Just when we reach the middle of nowhere, in an area of industrial nothingness, Sam tells me, “Okay, Goldie, this is your stop!”

Disappointment sucks the air from my body. The Peppermint Box is nothing more than a fifth-rate truck stop, slumped by the side of the road like Deidre the junkie. Eight eighteen-wheelers are parked right outside.

As I lug my dance bag off the bus, I hear its doors slam shut behind me as Sam pulls it away. Too late to get back on.

Pushing open the creaky door of the bar with its diamond window, I am hit by a wall of heat, cigarette smoke, sweat and stale beer. “That’s Amore” belts out of an old jukebox to my left. The room is dank and dirty, littered with chairs and tables. At the bar stand a few indifferent truckers, in denim and work boots, being served by a butch-looking woman who stares at me as if I have just landed from Mars.

Hitching my dance bag high onto my shoulder, I approach the bar.

“Excuse me, my name is Goldie,” I say.

“And?” says the woman bartender.

“The go-go dancer.”

“Oh, yeah, right.”

“I’d like to see the boss.”

“Merv!” she yells at a thousand decibels. A fat, middle-aged man with a ruddy face and a cigarette stuck to his bottom lip staggers out from behind the bar.

“The dancer’s here.”

“Oh. Okay. This way.” He shuffles along in front of me, leading me into a back room. I look around nervously, wondering if I should just take off.

I smell the bathrooms before I reach them. They haven’t been cleaned in years. “This is where you change,” he says, flinging open the peeling door. I stare at the brown-stained toilet bowl and almost retch.

“In here?” I ask, piteously.

“Unless you want to do it in full view of all the guys,” he smirks.

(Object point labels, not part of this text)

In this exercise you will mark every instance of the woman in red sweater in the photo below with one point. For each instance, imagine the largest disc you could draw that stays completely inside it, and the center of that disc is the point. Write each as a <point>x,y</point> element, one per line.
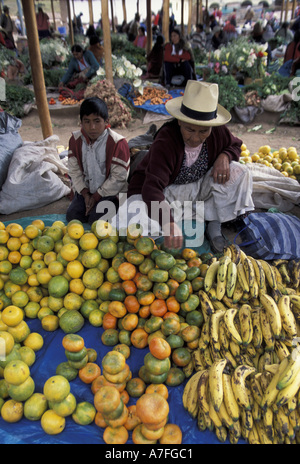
<point>194,158</point>
<point>178,60</point>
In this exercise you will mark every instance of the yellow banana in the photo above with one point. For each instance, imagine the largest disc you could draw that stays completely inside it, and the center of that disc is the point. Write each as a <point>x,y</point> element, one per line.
<point>256,389</point>
<point>253,437</point>
<point>295,300</point>
<point>291,372</point>
<point>246,324</point>
<point>263,437</point>
<point>282,421</point>
<point>268,423</point>
<point>238,380</point>
<point>189,368</point>
<point>188,388</point>
<point>226,354</point>
<point>269,273</point>
<point>231,278</point>
<point>206,304</point>
<point>242,277</point>
<point>197,360</point>
<point>259,273</point>
<point>216,384</point>
<point>281,350</point>
<point>287,317</point>
<point>274,315</point>
<point>206,358</point>
<point>204,338</point>
<point>226,419</point>
<point>222,269</point>
<point>201,422</point>
<point>249,271</point>
<point>224,341</point>
<point>257,337</point>
<point>284,273</point>
<point>238,293</point>
<point>210,276</point>
<point>221,433</point>
<point>271,392</point>
<point>202,390</point>
<point>220,289</point>
<point>229,399</point>
<point>266,330</point>
<point>214,323</point>
<point>235,432</point>
<point>230,325</point>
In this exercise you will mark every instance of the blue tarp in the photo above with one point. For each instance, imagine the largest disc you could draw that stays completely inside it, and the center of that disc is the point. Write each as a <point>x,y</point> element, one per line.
<point>52,354</point>
<point>126,91</point>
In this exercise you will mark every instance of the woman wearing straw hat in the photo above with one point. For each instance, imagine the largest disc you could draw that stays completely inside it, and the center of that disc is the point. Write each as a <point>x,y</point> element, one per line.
<point>194,157</point>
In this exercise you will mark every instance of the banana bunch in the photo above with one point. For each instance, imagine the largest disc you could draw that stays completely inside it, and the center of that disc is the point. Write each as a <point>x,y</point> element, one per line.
<point>242,403</point>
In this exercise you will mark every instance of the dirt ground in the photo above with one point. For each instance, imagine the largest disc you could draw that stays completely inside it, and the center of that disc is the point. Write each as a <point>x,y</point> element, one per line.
<point>66,120</point>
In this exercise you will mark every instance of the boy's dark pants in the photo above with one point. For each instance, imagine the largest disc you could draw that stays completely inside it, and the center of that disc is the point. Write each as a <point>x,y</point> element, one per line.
<point>77,209</point>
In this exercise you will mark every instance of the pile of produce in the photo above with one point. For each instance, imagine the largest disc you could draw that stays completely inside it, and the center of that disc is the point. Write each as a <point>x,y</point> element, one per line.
<point>248,361</point>
<point>285,160</point>
<point>119,112</point>
<point>226,325</point>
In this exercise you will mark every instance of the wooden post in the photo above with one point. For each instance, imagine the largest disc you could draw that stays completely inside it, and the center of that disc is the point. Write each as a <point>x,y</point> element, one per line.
<point>293,8</point>
<point>190,18</point>
<point>107,41</point>
<point>124,11</point>
<point>37,68</point>
<point>182,17</point>
<point>112,16</point>
<point>53,15</point>
<point>166,20</point>
<point>71,31</point>
<point>149,27</point>
<point>286,9</point>
<point>91,13</point>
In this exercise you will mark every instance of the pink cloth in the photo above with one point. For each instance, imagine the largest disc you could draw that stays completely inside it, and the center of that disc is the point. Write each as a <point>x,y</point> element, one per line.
<point>191,154</point>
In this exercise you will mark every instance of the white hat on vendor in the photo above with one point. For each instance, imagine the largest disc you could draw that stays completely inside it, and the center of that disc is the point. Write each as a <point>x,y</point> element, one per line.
<point>199,105</point>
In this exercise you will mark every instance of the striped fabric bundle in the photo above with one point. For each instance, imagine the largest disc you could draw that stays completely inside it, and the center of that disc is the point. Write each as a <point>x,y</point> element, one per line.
<point>271,236</point>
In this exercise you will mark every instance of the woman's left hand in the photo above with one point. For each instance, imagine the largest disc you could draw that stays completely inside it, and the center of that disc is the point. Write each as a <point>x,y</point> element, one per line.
<point>221,171</point>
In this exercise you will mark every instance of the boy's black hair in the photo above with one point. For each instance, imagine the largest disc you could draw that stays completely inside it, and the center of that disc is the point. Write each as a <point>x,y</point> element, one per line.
<point>94,105</point>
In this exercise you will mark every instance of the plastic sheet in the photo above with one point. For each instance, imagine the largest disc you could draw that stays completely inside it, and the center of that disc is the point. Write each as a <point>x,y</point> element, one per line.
<point>53,353</point>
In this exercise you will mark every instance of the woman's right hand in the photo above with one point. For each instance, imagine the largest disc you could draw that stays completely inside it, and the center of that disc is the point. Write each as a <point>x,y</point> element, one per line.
<point>173,235</point>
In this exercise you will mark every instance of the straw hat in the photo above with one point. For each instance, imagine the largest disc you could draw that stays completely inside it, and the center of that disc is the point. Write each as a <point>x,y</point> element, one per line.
<point>199,105</point>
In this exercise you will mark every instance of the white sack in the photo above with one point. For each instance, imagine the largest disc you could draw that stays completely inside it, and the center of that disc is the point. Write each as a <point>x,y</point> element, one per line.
<point>271,189</point>
<point>33,177</point>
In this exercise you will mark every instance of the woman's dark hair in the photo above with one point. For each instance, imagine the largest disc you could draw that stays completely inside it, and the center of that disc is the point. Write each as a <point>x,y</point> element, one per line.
<point>181,42</point>
<point>76,48</point>
<point>93,105</point>
<point>94,39</point>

Breathing through my mouth, trying not to look too closely at the walls, I wriggle as quickly as I can into my tights and outfit, making sure nothing accidentally touches the floor. Peeping through the door, I step
out nervously in my spiked heels, fringed leotard and fishnet stockings. Only a couple of men even bother to look up from their beer.

There is no stage and no clear space on the sticky floor to dance. Spotting the owner at one of the tables, a bottle of scotch and a smeared whisky glass in his hand, I ask, “Excuse me, where do I dance?”

“Pick a table,” he says, waving a hand expansively.

“A table?”

Looking around, I try to find one that is less rickety or at least less filthy than the others. Using a chair to get up, I place my leg on a few to test their sturdiness. Several fail the test, and I move on until I find a square, three-legged table that will just about take my weight.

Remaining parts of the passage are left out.